O sobrenome Zahran teria sido utilizado para dar credibilidade às negociações. Depoimentos indicam que os valores transferidos pelas vítimas eram rapidamente distribuídos entre contas ligadas direta ou indiretamente aos investigados. Testemunhas afirmaram ter emprestado seus nomes para a constituição das empresas e relataram que recebiam orientações para a movimentação das contas.
As apurações apontam que João Augusto exercia papel central na estrutura do esquema, sendo responsável pela abertura e gerenciamento das contas, negociação com as vítimas e controle das movimentações financeiras. Durante o cumprimento de medidas judiciais, ele chegou a ser preso em flagrante por posse ilegal de armas.
Já Camillo é apontado como responsável por reforçar a narrativa de que as empresas teriam contratos com o Grupo Copagaz, o que aumentaria a confiança das vítimas. Ele também teria participado de reuniões presenciais que influenciaram decisões de investimento. Em cumprimento a mandado anterior, chegou a ser considerado foragido por não ser localizado.
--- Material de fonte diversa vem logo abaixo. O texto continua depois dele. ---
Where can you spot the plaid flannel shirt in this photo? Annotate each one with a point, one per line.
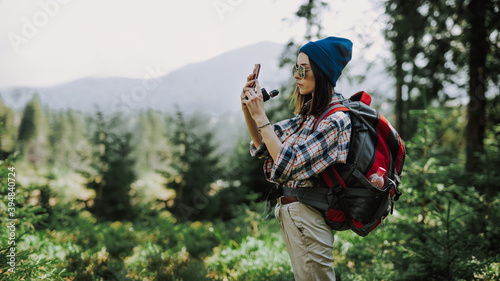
(305, 153)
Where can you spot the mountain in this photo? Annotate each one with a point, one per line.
(211, 86)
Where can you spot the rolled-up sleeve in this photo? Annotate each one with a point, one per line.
(259, 152)
(328, 144)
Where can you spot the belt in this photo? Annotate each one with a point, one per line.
(283, 200)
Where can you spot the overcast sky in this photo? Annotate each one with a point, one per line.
(47, 42)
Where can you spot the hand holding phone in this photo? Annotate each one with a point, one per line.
(256, 70)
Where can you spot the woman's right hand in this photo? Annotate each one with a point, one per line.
(246, 88)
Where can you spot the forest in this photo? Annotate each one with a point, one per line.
(149, 195)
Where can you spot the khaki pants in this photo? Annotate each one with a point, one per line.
(309, 241)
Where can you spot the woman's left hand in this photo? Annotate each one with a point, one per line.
(252, 98)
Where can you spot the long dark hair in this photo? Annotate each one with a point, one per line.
(306, 105)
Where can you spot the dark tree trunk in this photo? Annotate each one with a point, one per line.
(476, 109)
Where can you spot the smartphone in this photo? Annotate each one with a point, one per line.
(256, 70)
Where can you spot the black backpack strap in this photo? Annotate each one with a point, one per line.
(329, 111)
(274, 193)
(316, 197)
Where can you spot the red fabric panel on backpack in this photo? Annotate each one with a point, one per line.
(378, 223)
(357, 223)
(335, 215)
(382, 156)
(400, 157)
(366, 98)
(362, 96)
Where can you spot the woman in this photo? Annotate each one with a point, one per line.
(295, 153)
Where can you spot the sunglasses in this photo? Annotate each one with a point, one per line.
(302, 70)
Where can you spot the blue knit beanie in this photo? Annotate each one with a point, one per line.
(331, 54)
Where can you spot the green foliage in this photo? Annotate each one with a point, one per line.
(113, 171)
(33, 133)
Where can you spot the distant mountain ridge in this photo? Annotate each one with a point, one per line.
(211, 86)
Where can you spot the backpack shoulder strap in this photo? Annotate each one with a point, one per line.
(329, 111)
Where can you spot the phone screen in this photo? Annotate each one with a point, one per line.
(256, 70)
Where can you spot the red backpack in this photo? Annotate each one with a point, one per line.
(351, 201)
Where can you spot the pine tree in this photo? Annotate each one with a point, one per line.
(196, 167)
(7, 130)
(33, 133)
(113, 168)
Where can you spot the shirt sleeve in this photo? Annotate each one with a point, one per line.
(327, 145)
(261, 151)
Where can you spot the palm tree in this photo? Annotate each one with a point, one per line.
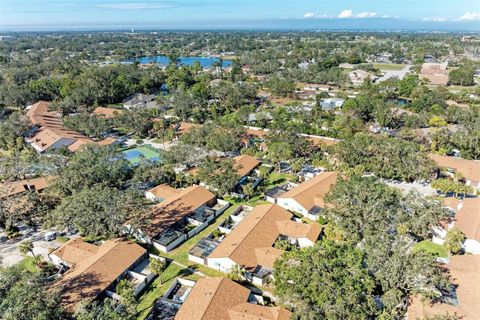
(26, 247)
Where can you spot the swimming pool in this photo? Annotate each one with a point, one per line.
(139, 154)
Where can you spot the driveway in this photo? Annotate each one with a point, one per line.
(9, 249)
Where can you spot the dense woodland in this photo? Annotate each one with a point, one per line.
(365, 267)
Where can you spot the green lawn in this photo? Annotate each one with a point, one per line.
(155, 290)
(389, 66)
(430, 247)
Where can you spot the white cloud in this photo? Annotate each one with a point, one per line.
(469, 16)
(134, 6)
(346, 14)
(366, 15)
(434, 19)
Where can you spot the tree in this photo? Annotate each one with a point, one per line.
(218, 174)
(248, 190)
(26, 247)
(236, 273)
(454, 240)
(127, 297)
(327, 281)
(26, 295)
(97, 211)
(93, 165)
(97, 310)
(157, 266)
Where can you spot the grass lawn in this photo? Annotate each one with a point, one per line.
(430, 247)
(389, 66)
(28, 264)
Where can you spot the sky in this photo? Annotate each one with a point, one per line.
(38, 15)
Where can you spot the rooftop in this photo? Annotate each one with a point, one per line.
(251, 242)
(224, 299)
(311, 193)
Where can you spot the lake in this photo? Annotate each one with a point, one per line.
(205, 62)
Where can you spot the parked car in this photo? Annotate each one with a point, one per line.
(50, 236)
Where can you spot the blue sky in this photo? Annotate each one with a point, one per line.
(239, 14)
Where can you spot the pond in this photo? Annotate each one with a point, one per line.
(205, 62)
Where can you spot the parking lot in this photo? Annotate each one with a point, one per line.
(9, 248)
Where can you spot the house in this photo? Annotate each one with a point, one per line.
(307, 198)
(332, 103)
(215, 298)
(8, 189)
(468, 169)
(435, 73)
(47, 132)
(180, 214)
(316, 87)
(251, 245)
(140, 100)
(94, 270)
(245, 164)
(467, 220)
(358, 76)
(107, 112)
(464, 298)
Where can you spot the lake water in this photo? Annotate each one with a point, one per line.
(205, 62)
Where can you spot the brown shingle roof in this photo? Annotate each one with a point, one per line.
(245, 164)
(465, 273)
(467, 218)
(93, 275)
(470, 169)
(224, 299)
(250, 243)
(8, 189)
(164, 191)
(51, 128)
(311, 192)
(177, 207)
(75, 251)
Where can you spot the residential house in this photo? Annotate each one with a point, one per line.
(435, 73)
(141, 100)
(251, 245)
(463, 300)
(180, 214)
(8, 189)
(307, 198)
(468, 169)
(466, 219)
(214, 299)
(94, 270)
(332, 103)
(358, 76)
(47, 132)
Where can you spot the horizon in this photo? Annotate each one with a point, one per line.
(88, 15)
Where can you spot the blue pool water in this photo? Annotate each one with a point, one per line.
(205, 62)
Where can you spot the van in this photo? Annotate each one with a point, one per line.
(50, 235)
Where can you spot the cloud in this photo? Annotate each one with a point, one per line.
(366, 15)
(434, 19)
(469, 16)
(134, 5)
(346, 14)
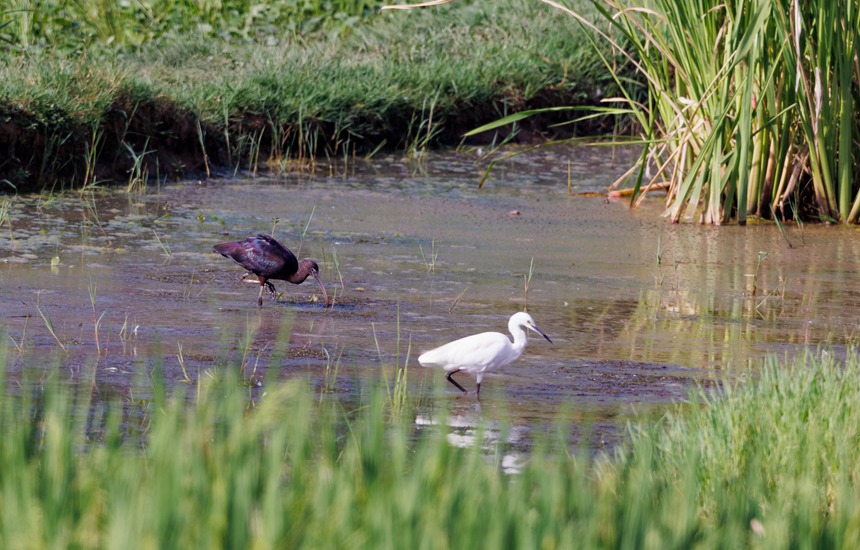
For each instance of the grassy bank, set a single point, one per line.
(770, 463)
(184, 102)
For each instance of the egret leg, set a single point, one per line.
(459, 387)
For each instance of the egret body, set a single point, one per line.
(481, 353)
(268, 259)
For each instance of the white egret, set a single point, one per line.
(481, 353)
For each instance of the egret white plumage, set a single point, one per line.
(481, 353)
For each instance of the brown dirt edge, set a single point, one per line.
(50, 152)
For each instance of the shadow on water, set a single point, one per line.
(107, 284)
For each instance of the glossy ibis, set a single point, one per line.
(268, 259)
(481, 353)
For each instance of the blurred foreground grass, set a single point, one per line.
(771, 462)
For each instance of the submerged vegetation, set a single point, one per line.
(771, 464)
(88, 94)
(751, 107)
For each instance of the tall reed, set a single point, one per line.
(750, 106)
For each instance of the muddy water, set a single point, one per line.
(639, 310)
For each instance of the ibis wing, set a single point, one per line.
(260, 254)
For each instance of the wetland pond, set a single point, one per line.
(639, 310)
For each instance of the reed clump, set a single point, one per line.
(769, 462)
(750, 108)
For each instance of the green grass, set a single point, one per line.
(750, 107)
(769, 462)
(404, 81)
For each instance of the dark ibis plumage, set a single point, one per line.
(268, 259)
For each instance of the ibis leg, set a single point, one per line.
(459, 387)
(272, 291)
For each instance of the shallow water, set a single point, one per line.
(639, 310)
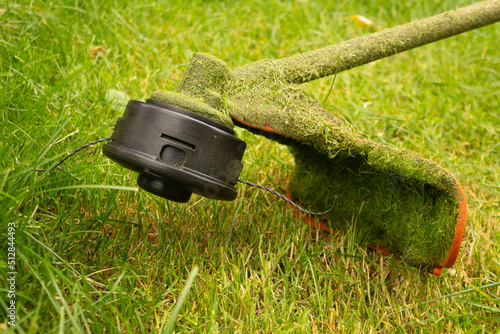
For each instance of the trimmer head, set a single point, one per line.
(181, 142)
(177, 152)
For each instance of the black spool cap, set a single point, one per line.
(176, 152)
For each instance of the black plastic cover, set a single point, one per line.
(176, 152)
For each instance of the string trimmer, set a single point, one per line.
(182, 142)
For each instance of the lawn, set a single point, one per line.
(93, 253)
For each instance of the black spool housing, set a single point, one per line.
(176, 152)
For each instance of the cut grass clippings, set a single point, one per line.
(93, 256)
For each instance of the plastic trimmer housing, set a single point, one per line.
(177, 152)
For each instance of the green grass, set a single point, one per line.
(94, 254)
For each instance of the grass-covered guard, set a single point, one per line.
(95, 254)
(401, 202)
Ao analisar o pedido do Ministério Público para converter as prisões temporárias em preventivas, o juiz entendeu que a prisão não era necessária neste momento, destacando que a fase inicial da investigação já permitiu apreensões, interrogatórios e coleta de provas. O magistrado ressaltou ainda que não há demonstração concreta e atual de risco à ordem pública, à instrução criminal ou à aplicação da lei penal.
A decisão determinou que o Centro Integrado de Comando e Controle viabilize a instalação da tornozeleira em Campo Grande e que o monitoramento seja registrado no Banco Nacional de Medidas Penais e Prisões (BNMP), com reavaliação da medida a cada 90 dias.
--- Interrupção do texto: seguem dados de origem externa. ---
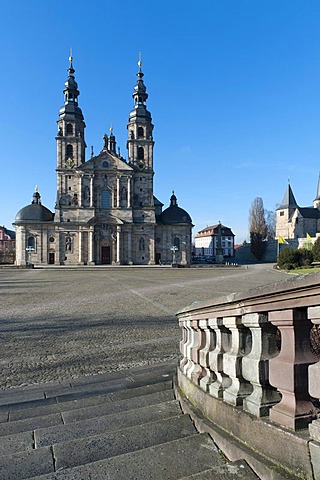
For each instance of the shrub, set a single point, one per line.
(291, 258)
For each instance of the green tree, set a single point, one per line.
(257, 227)
(292, 258)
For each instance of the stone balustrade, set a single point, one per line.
(257, 352)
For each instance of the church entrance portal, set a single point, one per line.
(105, 256)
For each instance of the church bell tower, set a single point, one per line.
(70, 145)
(140, 152)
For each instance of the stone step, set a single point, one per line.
(170, 461)
(94, 426)
(238, 470)
(19, 434)
(91, 449)
(28, 409)
(75, 389)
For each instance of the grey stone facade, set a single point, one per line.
(105, 211)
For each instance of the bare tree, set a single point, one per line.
(257, 227)
(271, 219)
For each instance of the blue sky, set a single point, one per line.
(234, 92)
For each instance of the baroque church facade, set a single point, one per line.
(106, 211)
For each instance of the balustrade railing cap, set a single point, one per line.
(295, 292)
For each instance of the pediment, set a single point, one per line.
(105, 162)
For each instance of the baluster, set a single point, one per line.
(198, 340)
(209, 341)
(314, 390)
(183, 343)
(187, 346)
(220, 380)
(289, 370)
(232, 363)
(255, 365)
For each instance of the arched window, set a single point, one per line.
(69, 129)
(140, 153)
(69, 151)
(105, 199)
(176, 243)
(141, 244)
(31, 243)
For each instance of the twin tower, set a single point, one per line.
(105, 212)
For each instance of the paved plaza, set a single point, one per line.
(57, 323)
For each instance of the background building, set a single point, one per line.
(7, 245)
(105, 211)
(207, 241)
(294, 222)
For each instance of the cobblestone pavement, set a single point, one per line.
(57, 324)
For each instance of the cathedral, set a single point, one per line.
(105, 212)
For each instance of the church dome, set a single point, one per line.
(174, 214)
(34, 212)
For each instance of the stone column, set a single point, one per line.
(220, 345)
(80, 190)
(118, 192)
(207, 374)
(314, 390)
(189, 367)
(21, 246)
(151, 252)
(289, 370)
(91, 247)
(232, 363)
(130, 248)
(255, 365)
(118, 244)
(129, 193)
(80, 246)
(91, 191)
(57, 257)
Durante as buscas da operação, foram apreendidos R$ 1,5 milhão em notas promissórias, R$ 250 mil em dinheiro, dez carros de luxo, joias, relógios, cartões bancários, máquinas de cartão, documentos e quatro armas municiadas.
O Ministério Público de Mato Grosso do Sul também denunciou Camillo em outro inquérito, que apura um suposto golpe de cerca de R$ 5 milhões contra um casal de amigos na Capital.
Em nota, o irmão de Camillo, Gabriel Gandi Zahran Georges, afirmou que não possui vínculo com o investigado. O Grupo Zahran informou que os citados não têm qualquer relação com as empresas do grupo. A defesa de Camillo não se manifestou.